[Skiboot] nvlink2 topology

Tue Jul 24 00:12:43 AEST 2018

Hey mates!

I am trying to pass through a NVIDIA V100 GPU _with_ coherent RAM. So I
want CPU-GPU links to work.

Task: isolate GPUs from each other, i.e. force disabling of NVLink2
interconnects between GPUs so I can pass a single GPU to a guest and be
sure it never ever accesses another guest's GPU.
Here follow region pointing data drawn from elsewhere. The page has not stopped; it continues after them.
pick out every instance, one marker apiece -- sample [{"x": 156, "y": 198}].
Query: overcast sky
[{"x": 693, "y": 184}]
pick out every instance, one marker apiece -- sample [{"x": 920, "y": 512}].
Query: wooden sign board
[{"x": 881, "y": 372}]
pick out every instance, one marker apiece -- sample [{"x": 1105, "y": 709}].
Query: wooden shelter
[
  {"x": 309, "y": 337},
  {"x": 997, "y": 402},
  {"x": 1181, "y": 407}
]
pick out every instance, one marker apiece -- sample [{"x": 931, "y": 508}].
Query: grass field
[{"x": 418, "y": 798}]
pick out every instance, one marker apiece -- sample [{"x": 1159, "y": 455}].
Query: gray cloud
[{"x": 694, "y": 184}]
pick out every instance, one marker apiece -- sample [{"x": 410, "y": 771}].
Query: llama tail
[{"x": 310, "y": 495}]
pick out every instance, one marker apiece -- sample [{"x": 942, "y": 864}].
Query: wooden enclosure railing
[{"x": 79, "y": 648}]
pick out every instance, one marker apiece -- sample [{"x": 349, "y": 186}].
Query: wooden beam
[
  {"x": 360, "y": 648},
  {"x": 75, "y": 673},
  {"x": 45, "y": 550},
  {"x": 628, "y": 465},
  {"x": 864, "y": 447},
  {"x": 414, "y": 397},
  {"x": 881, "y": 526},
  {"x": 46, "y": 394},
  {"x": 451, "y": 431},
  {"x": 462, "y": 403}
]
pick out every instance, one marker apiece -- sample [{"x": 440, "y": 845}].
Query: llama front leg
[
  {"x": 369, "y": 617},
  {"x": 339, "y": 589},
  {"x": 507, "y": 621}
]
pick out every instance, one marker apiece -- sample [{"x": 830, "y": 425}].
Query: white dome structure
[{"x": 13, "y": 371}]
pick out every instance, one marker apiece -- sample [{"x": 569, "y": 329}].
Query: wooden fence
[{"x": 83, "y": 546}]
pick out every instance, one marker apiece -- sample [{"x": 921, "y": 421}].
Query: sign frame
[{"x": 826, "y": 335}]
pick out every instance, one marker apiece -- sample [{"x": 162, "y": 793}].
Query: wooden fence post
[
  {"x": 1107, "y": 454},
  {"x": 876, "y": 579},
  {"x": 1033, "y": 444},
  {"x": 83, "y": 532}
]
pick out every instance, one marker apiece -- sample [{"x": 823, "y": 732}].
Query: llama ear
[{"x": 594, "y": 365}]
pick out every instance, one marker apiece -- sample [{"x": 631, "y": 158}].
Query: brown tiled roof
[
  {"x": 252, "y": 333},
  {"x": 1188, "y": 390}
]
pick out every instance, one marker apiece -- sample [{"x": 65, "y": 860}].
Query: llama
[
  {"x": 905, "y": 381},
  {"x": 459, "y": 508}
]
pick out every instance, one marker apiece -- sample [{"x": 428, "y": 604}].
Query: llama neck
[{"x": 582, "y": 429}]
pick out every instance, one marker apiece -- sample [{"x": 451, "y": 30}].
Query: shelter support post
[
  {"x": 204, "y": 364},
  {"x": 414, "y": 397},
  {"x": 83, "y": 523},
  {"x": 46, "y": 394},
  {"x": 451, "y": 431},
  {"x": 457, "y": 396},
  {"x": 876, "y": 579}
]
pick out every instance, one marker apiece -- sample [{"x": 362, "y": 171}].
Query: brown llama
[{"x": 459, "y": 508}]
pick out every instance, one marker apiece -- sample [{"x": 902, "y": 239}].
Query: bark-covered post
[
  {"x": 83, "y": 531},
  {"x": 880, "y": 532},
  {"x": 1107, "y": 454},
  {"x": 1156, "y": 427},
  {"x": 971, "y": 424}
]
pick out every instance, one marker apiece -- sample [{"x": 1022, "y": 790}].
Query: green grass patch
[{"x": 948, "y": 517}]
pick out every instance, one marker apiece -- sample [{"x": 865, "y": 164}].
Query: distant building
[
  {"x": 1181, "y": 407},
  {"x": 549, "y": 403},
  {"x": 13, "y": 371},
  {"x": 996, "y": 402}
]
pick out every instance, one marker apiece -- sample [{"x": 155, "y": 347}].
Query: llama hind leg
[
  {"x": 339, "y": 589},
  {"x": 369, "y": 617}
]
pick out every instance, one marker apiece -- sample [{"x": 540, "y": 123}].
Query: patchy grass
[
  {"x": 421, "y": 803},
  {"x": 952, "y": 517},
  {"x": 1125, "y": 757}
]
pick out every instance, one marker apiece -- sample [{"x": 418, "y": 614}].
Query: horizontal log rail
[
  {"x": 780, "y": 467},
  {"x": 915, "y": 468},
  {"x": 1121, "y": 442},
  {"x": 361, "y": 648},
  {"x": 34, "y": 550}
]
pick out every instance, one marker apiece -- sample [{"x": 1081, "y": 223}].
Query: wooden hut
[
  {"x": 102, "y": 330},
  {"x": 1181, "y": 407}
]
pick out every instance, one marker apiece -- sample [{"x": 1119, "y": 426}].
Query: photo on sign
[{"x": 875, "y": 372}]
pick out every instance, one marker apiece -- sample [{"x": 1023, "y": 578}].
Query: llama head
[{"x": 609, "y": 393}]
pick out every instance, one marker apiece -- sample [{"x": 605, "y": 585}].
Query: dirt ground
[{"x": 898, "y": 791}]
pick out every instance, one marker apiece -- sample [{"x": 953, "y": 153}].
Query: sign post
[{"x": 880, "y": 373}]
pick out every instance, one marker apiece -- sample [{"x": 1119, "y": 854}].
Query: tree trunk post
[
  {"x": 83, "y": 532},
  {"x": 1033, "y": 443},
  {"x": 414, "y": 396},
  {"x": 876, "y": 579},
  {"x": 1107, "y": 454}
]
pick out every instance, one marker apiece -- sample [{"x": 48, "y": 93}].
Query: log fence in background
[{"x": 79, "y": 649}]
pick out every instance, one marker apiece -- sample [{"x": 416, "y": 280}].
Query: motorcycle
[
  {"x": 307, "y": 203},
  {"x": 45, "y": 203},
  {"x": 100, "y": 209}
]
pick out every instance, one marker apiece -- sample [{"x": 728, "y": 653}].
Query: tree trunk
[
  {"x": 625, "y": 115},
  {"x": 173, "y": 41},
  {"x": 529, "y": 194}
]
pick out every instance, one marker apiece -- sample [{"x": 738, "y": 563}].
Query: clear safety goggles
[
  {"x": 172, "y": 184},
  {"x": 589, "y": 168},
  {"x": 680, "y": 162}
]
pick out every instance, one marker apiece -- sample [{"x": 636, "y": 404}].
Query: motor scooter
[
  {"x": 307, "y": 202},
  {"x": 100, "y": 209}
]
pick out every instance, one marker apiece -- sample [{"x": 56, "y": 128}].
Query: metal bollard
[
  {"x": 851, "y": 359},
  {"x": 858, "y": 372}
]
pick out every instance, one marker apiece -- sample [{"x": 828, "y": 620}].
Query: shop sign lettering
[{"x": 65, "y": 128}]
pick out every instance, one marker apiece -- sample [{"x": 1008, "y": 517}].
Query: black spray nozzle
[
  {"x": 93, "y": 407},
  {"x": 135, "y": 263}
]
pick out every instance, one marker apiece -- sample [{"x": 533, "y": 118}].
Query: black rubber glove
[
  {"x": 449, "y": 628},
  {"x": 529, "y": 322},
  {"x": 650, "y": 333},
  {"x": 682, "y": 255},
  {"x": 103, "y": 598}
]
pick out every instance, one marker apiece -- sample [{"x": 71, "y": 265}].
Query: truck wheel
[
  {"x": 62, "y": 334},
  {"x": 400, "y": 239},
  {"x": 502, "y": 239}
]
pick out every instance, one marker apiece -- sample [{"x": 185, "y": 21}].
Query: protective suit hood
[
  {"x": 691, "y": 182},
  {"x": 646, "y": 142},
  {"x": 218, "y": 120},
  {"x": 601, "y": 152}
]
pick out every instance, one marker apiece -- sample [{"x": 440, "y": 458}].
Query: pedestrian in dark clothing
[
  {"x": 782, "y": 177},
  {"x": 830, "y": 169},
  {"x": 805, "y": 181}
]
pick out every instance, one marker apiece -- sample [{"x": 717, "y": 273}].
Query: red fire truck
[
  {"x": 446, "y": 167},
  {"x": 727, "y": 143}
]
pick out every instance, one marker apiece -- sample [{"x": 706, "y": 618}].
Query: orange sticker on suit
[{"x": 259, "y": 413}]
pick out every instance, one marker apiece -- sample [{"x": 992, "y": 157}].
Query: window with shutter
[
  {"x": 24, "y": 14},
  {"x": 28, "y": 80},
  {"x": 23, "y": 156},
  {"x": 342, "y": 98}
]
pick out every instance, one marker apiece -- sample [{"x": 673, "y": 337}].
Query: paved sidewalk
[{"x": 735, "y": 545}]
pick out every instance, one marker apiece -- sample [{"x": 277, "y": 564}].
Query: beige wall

Solution: use NVIDIA interface to disable links. This is a couple MMIO
registers on a GPU which only allow disabling and links remain disabled
till sec bus reset.

Problem: the interface above takes GPU link numbers. It does not say
what link goes where. So IODA code in powernv in the kernel cannot
disable only correct links.

Possible solution: look at the device tree from skiboot. However there
is nothing for this.

I looked there, a GPU node has an NPU bridge phandle, that has an NPU
phandle and there are 6 nodes "link at x" each of which has at least a slot
label and a PCIe slot phandle.

So I am thinking of adding a "ibm,nvlinks" property to a GPU node, with
6 phandles (4 to other GPUs and 2 to an NPU), one per nvlink, indexes
correspond to GPU side numbers. btw is there anything wrong with this
approach?

But before I try this, the existing tree seems to have a problem at
(same with another xscom node):
/sys/firmware/devicetree/base/xscom at 603fc00000000/npu at 5011000
./link at 4/ibm,slot-label
                 "GPU2"
./link at 2/ibm,slot-label
                 "GPU1"
./link at 0/ibm,slot-label
                 "GPU0"
./link at 5/ibm,slot-label
                 "GPU2"
./link at 3/ibm,slot-label
                 "GPU1"
./link at 1/ibm,slot-label
                 "GPU0"

This comes from hostboot.
Witherspoon_Design_Workbook_v1.7_19June2018.pdf on page 39 suggests that
link at 3 and link at 5 should be swapped. Which one is correct?

Strictly speaking I do not need this fixed but it would be nice to have
phandles in sync. Also some say it might be correct as skiboot and pdf
describe different things/muxes so I am likely to get this all wrong,
opinions?

-- 
Alexey